Las últimas películas, las mejores de su carrera, están asoladas por el fantasma de la muerte: en 1986 Derek Jarman recibe su diagnóstico de vih. A diferencia de lo que solía ocurrir con las personalidades públicas, que se retiraban para “tratarse”, él decidió hacerlo público y convertirse en una de las pocas figuras en presentarse ante los medios como un paciente de la enfermedad que en ese momento aterrorizaba a millones. Tilda Swinton observó que, devastado en lo personal, como artista, Jarman consideró a la enfermedad un desafío formidable, y abordó su propia muerte a la manera de una obra de arte.

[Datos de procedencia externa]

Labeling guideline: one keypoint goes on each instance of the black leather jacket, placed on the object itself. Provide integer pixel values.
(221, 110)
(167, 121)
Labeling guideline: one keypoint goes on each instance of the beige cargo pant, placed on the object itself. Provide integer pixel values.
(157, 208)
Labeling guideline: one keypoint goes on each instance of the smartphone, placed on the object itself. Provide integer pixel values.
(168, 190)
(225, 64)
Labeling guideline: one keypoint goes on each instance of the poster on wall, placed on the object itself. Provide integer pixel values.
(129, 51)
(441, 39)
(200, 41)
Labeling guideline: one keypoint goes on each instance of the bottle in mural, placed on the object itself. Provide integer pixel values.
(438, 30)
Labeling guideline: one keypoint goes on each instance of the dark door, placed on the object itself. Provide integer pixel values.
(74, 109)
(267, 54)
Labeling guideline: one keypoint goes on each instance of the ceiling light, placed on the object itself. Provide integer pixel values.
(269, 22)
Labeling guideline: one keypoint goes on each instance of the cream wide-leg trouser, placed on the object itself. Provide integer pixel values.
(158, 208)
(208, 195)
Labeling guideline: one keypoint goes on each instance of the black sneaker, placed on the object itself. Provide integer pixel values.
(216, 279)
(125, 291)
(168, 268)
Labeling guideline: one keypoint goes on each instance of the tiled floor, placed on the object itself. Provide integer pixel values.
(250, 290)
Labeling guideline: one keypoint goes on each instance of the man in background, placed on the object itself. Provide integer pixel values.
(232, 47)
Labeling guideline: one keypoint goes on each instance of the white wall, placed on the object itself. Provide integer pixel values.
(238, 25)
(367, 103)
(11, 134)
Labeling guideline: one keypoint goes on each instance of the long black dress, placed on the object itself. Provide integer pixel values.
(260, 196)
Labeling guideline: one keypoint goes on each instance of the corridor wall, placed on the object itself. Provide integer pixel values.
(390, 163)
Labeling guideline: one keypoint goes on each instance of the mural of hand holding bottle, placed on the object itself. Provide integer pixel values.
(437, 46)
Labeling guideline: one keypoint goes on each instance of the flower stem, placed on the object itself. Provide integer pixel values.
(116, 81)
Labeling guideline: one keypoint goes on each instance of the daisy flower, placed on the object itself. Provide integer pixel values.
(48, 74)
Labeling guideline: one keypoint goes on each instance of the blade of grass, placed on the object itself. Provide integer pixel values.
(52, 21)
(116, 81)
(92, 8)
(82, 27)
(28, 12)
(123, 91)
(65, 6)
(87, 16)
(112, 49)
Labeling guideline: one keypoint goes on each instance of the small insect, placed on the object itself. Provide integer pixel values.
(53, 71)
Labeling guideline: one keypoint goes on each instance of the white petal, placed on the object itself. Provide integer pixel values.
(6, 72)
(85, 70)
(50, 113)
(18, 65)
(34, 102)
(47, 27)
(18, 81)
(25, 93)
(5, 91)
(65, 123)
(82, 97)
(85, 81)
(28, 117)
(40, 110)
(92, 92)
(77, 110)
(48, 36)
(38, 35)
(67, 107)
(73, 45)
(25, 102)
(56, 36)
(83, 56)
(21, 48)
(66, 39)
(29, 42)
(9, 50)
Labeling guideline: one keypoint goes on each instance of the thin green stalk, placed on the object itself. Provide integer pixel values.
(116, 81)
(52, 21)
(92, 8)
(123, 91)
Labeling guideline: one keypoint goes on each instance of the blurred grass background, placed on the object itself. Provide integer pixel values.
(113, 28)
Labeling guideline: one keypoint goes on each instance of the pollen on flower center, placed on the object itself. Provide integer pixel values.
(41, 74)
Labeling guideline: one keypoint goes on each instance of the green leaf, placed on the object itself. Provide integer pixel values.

Algo de ello se advierte en este libro, y lo convierte en un texto único del siglo xx. Elegíaco, nostálgico, apasionado, contestatario, enojado… Croma establece con su lector una intimidad imposible y por momentos intolerable, que llega a su paroxismo en el capítulo “Hacia el azul”, virtualmente el guion de Blue. No debe habérsele escapado la ironía de un libro sobre el color escrito por alguien que estaba quedándose ciego. Sin prisa, Jarman se va despidiendo de él, como así también de los libros, de su jardín y de las plantas, del pasado, del sexo, de sus amigos, de la vida. En la descripción de cada pigmento se deja oír el amor de quien sabe que no volverá a mezclarlos. En cada recuerdo, el reconocimiento de que han de perderse con él. Su lucidez ante la muerte, su falta de compasión, su humor implacable –el título de uno de sus últimos cuadros, expuesto hoy en la Tate Gallery, es “Ataxia, el sida es divertido”, haciendo alusión a la pérdida de coordinación motriz inducida por los medicamentos–, hacen de la lectura de Croma una experiencia tan intensa como lacerante.
Su propia poética ha planteado desafíos a esta traducción. Al igual que en las películas, Jarman pasa con enorme velocidad de una idea a otra, o a veces desarrolla una y otra al mismo tiempo, dejando poco margen para el error. Por otra parte, su prolífico juego con las referencias y los juegos de palabras ha obligado a introducir, aunque entorpecen la lectura, notas al pie en aquellos casos en que un elemento pudiera resultar oscuro o carente de resonancias para el lector de la versión en español. A lo largo del libro, además, el autor emplea un sistema de citas no académico, en el que no solo no provee la referencia de las obras, sino que en ocasiones edita el texto sin indicarlo. Incluso existen algunas confusiones o erratas que probablemente tengan que ver con el particular proceso de escritura de este libro, cuya edición Jarman no llegó a revisar. Para la traducción se ha corroborado la concordancia (o no) de las citas con las referencias inglesas, indicando diferencias demasiado sustanciales o notables cuando las hubiera, u ocasionales errores de atribución. En todos los casos, se han privilegiado el ritmo y la claridad que son cifra del original. Es copia infiel, pero realizada con la más absoluta de las lealtades.